06 March 2004

for a while ive been thinking about honesty. not a lot, not like sitting down for an hour every day and just thinking, but once in a while for two minutes or five seconds itll cross my mind, and ive come across something. i need a place where i can be honest. i cant tell my secrets here, i cant tell them to my friends.. not like i have that many secrets anyway, im so GOOD all the time. (im going to be the designated driver, cant you tell?) but what few secrets i have i wont type, cause mom said never put anything in a keyboard you dont want read in court. i wont write them in a diary, cause im TIRED of only writing in that freaky lisa frank thing when im sad. seriously, if you read it youd think i was suicidal or lovesick or something. which im not EVER (suicidal) or at least often (lovesick). there are things i wont even admit to myself, that i cant even THINK in the loudest voice in my head. mind you, im no schizo, i can just think like three different conversations or speeches or songs or poems or ways to abolish the uniform policy in my head at once sometimes, and some of the voices are louder than others.

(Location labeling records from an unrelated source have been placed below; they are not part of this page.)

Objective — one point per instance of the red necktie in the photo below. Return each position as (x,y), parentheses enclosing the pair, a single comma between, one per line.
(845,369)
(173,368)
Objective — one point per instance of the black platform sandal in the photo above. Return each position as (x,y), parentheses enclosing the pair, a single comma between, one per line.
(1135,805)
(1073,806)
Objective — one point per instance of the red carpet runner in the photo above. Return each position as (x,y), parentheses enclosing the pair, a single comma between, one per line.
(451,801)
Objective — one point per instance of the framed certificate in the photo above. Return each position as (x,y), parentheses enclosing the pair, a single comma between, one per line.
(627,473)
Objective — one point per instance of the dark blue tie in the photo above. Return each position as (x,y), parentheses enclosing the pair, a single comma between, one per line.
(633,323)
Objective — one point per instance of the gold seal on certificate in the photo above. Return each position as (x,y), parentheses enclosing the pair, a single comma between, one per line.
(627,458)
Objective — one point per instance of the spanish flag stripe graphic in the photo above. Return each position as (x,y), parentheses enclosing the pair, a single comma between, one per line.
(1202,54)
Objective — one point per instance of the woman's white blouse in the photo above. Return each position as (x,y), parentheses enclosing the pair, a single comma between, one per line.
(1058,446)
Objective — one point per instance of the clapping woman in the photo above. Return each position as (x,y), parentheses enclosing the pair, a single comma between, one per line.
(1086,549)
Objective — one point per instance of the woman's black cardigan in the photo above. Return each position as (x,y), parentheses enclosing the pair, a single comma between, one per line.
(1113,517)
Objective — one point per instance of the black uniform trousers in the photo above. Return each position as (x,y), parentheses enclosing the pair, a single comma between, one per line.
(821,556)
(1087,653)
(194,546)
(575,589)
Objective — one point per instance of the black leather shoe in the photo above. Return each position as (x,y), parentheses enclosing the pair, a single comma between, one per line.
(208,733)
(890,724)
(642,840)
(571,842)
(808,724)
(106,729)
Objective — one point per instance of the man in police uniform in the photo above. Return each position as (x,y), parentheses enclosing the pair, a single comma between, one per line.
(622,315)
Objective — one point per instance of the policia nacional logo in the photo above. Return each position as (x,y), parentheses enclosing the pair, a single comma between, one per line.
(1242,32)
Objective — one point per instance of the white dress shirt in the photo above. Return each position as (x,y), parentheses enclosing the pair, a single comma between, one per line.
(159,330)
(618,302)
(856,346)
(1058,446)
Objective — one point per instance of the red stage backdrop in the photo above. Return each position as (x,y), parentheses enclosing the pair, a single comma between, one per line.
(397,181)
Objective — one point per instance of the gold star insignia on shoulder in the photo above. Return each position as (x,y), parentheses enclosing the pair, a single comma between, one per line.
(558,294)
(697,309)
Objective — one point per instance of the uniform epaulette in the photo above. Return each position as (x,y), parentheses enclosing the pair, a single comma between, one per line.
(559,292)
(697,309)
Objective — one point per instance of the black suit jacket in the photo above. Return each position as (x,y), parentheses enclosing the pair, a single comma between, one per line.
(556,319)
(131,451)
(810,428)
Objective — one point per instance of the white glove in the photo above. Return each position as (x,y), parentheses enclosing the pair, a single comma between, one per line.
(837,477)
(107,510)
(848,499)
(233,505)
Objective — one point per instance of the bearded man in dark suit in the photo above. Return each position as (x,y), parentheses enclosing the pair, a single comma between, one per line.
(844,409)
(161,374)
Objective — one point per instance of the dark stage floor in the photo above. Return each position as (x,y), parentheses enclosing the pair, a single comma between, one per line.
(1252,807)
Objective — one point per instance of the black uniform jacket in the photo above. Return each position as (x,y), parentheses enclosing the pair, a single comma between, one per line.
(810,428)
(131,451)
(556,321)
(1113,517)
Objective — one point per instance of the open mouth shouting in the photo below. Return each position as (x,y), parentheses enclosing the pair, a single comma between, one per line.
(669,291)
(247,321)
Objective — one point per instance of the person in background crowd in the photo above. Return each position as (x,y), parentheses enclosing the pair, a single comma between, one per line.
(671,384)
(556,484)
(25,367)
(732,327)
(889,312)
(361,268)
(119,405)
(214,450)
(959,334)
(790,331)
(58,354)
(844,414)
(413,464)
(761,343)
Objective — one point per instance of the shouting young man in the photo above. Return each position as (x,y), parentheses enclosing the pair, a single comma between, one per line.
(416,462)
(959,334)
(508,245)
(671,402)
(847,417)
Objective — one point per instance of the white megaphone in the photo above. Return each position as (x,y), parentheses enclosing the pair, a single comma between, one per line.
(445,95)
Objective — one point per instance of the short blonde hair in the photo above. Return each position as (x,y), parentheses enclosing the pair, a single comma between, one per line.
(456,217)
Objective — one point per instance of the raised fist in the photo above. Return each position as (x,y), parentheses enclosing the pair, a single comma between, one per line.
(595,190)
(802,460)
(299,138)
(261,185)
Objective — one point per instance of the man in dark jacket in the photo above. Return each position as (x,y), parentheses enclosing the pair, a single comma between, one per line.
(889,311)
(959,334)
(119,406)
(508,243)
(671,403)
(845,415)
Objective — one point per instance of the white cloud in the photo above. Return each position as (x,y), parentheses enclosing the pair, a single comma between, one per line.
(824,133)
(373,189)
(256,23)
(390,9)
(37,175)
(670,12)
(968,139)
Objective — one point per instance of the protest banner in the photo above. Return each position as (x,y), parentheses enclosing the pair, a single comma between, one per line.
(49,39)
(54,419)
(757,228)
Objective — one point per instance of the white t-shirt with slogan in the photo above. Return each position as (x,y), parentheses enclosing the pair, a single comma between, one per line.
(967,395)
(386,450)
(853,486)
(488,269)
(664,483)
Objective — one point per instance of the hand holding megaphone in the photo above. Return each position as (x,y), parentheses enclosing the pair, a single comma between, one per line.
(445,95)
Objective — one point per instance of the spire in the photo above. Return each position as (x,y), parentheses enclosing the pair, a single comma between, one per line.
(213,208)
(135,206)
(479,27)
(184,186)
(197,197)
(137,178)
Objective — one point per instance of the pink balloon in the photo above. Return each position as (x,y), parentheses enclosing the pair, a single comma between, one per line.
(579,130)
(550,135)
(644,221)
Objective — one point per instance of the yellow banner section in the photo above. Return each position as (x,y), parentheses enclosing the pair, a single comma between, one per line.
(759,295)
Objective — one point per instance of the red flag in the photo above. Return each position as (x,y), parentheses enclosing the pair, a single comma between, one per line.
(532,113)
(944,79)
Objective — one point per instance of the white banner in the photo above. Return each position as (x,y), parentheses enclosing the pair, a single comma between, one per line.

on kind of a different topic, ive also noticed im trying to pretty me up, and change some things i do. better myself or whatever. look at this...
i gave up diet coke and sweets for lent (though ive cheated on the sweet enough times already)
i finally got around to cutting my hair some
i try to read more
the procrastination level is down ever so little
ive been doing crunches at night
i bought new jeans (i look good in jeans)
i bought a flattering red shirt (i look good in red)
i finally got around to wearing dangly earrings, which make me look older
popcorn and chocolate milk are slowly being replaced with special k and orange juice.

do you see? do you see? im doing it, getting better, finally DOING something to get myself closer to who i WANT to be, how i WANT to look, what i WANT to do with myself. no complaints, i just am wondering why im getting to this now. due to more thinking, i may have an idea.

you never thought itd be me who wanted to impress a boy, did you?